Video games, whether they are played on your PC or on a console system, come in all shapes and sizes – and with a variety of parental ratings. From the colourful world of Hello Kitty Online to the remarkably violent Grand Theft Auto series, and every game in between, the range of violence in video games seems endless. But what impact do violent video games really have?
Video games have matured considerably since the days of Pong and Space Invaders, and so have their parental ratings, with some games being rated as high as mature or adults only. This is no surprise – in fact, many violent video games now even have an additional option in the menu to toggle “blood splatter” and other offensive content off. Video games are no longer just for kids, in fact, adults play video games just as much as people under the age of 18. With some of the best games this year being rated mature and up, it’s likely that many people under the age restriction are playing these games anyway.
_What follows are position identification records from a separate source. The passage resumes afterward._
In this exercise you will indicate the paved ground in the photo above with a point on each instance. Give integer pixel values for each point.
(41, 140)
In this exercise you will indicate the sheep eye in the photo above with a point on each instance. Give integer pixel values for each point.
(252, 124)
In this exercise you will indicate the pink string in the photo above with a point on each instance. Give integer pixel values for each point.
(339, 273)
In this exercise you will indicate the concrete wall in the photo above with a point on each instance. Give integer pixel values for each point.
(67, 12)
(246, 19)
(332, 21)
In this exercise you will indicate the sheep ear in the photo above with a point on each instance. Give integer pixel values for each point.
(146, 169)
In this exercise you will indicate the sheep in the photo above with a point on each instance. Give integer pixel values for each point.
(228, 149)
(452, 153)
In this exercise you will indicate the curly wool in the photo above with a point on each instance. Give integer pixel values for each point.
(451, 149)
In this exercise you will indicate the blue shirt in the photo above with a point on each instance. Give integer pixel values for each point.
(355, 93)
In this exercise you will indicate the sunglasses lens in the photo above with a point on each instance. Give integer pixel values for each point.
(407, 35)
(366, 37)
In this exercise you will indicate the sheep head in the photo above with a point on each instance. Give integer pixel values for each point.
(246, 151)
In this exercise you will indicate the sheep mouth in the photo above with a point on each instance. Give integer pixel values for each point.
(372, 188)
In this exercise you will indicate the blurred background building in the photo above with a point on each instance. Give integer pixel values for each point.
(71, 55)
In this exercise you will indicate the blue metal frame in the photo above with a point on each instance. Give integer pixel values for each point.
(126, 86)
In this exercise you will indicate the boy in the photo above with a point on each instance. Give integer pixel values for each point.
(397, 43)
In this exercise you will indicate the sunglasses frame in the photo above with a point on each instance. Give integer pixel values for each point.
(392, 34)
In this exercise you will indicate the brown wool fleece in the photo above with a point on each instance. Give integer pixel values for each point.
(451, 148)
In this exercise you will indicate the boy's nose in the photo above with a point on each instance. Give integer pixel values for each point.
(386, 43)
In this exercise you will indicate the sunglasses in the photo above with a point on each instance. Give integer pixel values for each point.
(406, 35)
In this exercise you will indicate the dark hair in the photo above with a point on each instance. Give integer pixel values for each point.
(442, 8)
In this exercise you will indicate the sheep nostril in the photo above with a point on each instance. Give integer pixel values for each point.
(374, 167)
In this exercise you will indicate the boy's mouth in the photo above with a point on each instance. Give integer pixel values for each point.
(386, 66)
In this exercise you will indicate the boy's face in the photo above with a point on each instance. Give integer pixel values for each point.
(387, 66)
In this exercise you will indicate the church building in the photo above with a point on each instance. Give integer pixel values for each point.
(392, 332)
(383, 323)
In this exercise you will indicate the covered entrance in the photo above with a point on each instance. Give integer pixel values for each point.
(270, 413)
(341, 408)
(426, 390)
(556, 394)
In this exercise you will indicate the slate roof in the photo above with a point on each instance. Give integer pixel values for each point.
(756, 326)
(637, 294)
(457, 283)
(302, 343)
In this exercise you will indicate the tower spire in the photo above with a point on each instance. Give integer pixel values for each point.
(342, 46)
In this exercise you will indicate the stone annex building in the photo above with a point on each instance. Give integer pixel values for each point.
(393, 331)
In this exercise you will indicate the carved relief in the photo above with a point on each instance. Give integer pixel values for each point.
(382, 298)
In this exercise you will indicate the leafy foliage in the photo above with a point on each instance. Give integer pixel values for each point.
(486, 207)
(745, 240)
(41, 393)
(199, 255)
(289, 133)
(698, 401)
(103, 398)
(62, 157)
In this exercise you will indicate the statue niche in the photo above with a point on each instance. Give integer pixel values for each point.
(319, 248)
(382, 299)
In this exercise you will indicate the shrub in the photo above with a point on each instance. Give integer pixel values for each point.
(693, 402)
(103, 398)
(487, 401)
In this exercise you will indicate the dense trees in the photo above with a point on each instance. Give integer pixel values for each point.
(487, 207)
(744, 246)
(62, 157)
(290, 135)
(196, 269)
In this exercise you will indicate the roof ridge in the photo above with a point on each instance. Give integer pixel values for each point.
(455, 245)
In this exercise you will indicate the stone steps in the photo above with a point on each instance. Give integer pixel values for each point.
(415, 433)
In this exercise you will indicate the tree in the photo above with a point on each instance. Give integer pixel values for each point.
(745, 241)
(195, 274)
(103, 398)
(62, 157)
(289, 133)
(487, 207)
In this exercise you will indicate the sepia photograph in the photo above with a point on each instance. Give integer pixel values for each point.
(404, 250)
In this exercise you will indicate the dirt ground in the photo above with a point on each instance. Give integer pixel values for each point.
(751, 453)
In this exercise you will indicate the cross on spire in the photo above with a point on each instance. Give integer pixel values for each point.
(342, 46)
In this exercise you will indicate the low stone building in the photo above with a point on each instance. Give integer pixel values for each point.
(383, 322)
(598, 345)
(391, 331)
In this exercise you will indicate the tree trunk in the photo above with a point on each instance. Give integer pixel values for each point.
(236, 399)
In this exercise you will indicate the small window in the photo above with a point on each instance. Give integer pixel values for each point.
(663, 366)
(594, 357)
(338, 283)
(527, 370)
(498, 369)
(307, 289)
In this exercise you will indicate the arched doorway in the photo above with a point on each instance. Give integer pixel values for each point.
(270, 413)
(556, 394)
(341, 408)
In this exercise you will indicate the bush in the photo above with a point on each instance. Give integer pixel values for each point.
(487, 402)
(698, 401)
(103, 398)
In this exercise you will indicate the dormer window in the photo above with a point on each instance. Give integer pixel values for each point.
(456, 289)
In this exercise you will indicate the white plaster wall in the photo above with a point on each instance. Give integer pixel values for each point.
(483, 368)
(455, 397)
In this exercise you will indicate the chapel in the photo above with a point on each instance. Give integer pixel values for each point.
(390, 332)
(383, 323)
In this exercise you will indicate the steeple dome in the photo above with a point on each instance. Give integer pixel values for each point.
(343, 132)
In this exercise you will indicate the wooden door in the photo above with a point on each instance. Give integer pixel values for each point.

Parents often ignore the warning on the box – and that’s only if they are the ones buying the game in the first place. Young adults can and do purchase the games on their own, without their parents’ consent or knowledge. The real question is if young adults are playing these violent video games when they’re not technically supposed to be playing them, are there negative effects of the violent and mature gameplay?
A History of Violence in Video Games
The belief that the violence in video games can, in turn, create violent tendencies in gamers themselves is not a new one. Parents have questioned the potential negative effects of violent video games on their children since the 1990s. Studies show, however, that aggression caused by video games is generally due to frustration over game mechanics, and not the violence itself.
Further studies show that there is no direct correlation between aggression or violence in individuals and violence in video games. In fact, while violence in video games has certainly increased, the number of young offenders has actually decreased considerably in recent years.
Gamers and scientists have repeatedly attempted to quell parental fears about video game violence causing real-world violence, but this reassurance seems to have fallen on deaf ears. The trouble with this myth is that parents still believe it, giving video games, in general, a pretty bad rap.
Video Games Aren’t all Blood and Gore
There are many games with violence to varying degrees, but there are just as many games that have none at all. Turn-based strategy games, such as the Civilization series, teach history, strategy, and mathematical skills, all without blood spatter or gore. There are also many story rich games that encourage strategic thinking and world exploration, such as the well-received What Remains of Edith Finch.
Young people may be missing out on the valuable education and skill building that could aid them as adults by being kept from these beneficial games. Many parents don’t realize that video games are actually a vast and varied market. Not all games are cut from the same cloth, after all, and video games can even help young people increase their productivity, confidence, and problem-solving abilities.
Jane McGonigal, the author of Reality is Broken, says that through the virtual world of video games, we can find happiness and confidence in our abilities in ways that reality doesn’t nurture. She says that video games can actually make the world a better place if we can only apply ourselves to reality in the same way we do in video games:
“I see a future in which games once again are explicitly designed to improve quality of life, to prevent suffering, and to create real, widespread happiness.”
Violent Video Games: Not a Clean Cut Issue
Video games can not only provide endless hours of entertainment, they can also be a beneficial and safe activity for children and teens – and, adults, for that matter. Despite concerns that violence in video games can lead to aggression, playing video games can actually increase productivity, nurture social relationships, and help young people learn. Even if your children are playing violent video games, there is no evidence to support that playing those games will lead to real-world aggression.
Through video games, we can find worthy heroes to look up to and can learn to value our own skills and talents. We can even apply those skills in the real world. We can be heroes, too.
With so many benefits from playing a variety of video games, gamers can only hope that the negative stigma will soon be extinct and that gamers everywhere can continue to enjoy this great – and fun – activity without public scorn or judgment.